En Équateur, malgré les promesses des compagnies pétrolières, les torchères continuent à émettre des GES et à affecter la santé des populations

Cela fait des décennies que les compagnies pétrolières s’engagent à éliminer le brûlage de routine de leurs installations. Ces actions consistent à brûler le gaz naturel associé au pétrole extrait. Des progrès ont été faits pour diminuer ces opérations, mais elles sont loin d’être généralisées sur l’ensemble de la planète. Ces torchères représentent un gâchis considérable. De plus, elles alimentent la concentration de gaz à effet de serre dans l’atmosphère et seraient l’une des principales causes du changement climatique, selon les données de la Banque mondiale. Elles sont également à l’origine de pollutions locales et de graves problèmes de santé : suie, contamination des cours d’eau et de l’air, émanations de benzène (une substance cancérigène)…

Aujourd’hui, on compte au moins 447 torchères actives en Équateur (dont 232 dans la province d’Orellana et 210 dans celle de Sucumbíos). Ces régions sont parmi les zones les plus polluées d’Amérique, et l’on y relève l’un des taux d’incidence de cancer le plus élevé au monde. En février 2020, neuf jeunes Équatoriennes âgées de 6 à 14 ans ont lancé une action juridique contre l’État équatorien pour demander l’élimination des « mecheros de la mort ». Elles ont invoqué une violation de leur droit à la santé, à l’eau, à la souveraineté alimentaire et à la vie dans un environnement sain et équilibré, inscrit dans la Constitution équatorienne. Le 26 janvier 2021, les juges de la Chambre multicompétente de la Cour provinciale de justice de Sucumbíos ont statué en faveur des fillettes et adolescentes. Il a fallu attendre le 29 juillet 2021 pour que la condamnation soit notifiée par le tribunal. Celui-ci a ordonné au ministère de l’Énergie de retirer les brûleurs près des zones habitées d’Orellana et de Sucumbíos dans les 18 mois. Ceux situés dans les régions plus éloignées pourront continuer à fonctionner jusqu’en 2030.

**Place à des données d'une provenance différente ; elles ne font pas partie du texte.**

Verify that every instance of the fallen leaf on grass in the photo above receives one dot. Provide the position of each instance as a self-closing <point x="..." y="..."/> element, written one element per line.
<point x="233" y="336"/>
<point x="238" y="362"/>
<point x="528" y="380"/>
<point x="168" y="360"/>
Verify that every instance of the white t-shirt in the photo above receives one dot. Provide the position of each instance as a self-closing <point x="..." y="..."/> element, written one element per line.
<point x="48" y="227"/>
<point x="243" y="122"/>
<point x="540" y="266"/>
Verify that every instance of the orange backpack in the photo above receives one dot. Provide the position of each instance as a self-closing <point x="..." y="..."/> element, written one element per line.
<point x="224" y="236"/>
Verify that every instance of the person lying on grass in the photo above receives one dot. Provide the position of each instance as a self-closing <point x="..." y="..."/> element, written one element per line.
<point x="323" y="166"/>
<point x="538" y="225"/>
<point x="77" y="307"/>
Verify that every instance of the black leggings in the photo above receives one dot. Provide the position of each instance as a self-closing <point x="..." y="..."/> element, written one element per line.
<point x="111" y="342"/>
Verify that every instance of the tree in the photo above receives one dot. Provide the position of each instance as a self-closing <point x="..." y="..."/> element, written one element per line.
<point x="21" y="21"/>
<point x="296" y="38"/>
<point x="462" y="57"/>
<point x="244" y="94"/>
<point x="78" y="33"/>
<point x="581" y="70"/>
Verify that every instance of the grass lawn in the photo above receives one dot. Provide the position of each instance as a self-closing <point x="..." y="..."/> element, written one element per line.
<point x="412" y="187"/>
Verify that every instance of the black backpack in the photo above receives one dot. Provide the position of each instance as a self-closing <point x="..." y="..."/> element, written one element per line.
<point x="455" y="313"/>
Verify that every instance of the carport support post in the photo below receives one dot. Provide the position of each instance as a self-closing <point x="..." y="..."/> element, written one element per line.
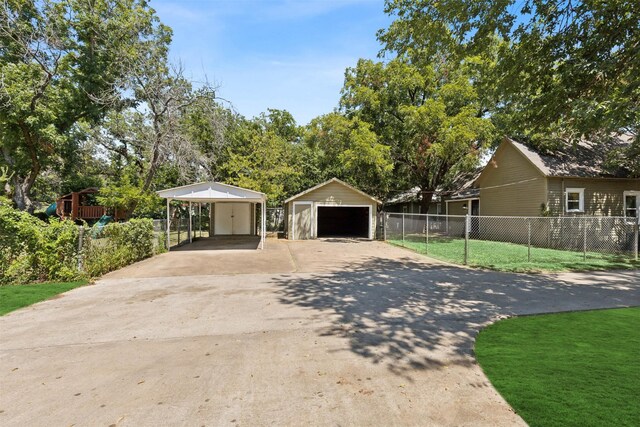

Malgré cela, la plupart des torchères sont encore en activité. Un responsable du ministère de l’Énergie a déclaré qu’un plan d’action était en cours pour les éliminer ; il a aussi précisé que les compagnies pétrolières étaient conscientes qu’elles devaient utiliser des technologies nouvelles et plus propres pour réduire leur impact environnemental. Certains mecheros ont été arrêtés, mais, dans le même temps, l’État a autorisé l’ouverture de nouveaux champs pétroliers, et donc la mise en service de nouveaux mecheros. Par ailleurs, l’ONG UDAPT (Unión de Afectados y Afectadas por las Operaciones Petroleras de Texaco) a détecté une augmentation de l’activité des mecheros qui se trouvent à proximité de ceux qui ont été éteints. Pour l’association, les sociétés pétrolières semblent faire affluer le gaz des torchères supprimées vers d’autres qui sont en activité. Le 19 mai 2022, la Commission Biodiversité de l’Assemblée nationale a reçu des représentants des communautés affectées par les activités pétrolières à Sucumbíos. Au cours de cette audition, Pablo Fajardo, président du collectif Eliminemos los Mecheros (Éliminer les Torchères), a souligné qu’il existait encore 47 brûleurs situés à 5 kilomètres des villes et 60 dans les agglomérations, malgré la décision de justice.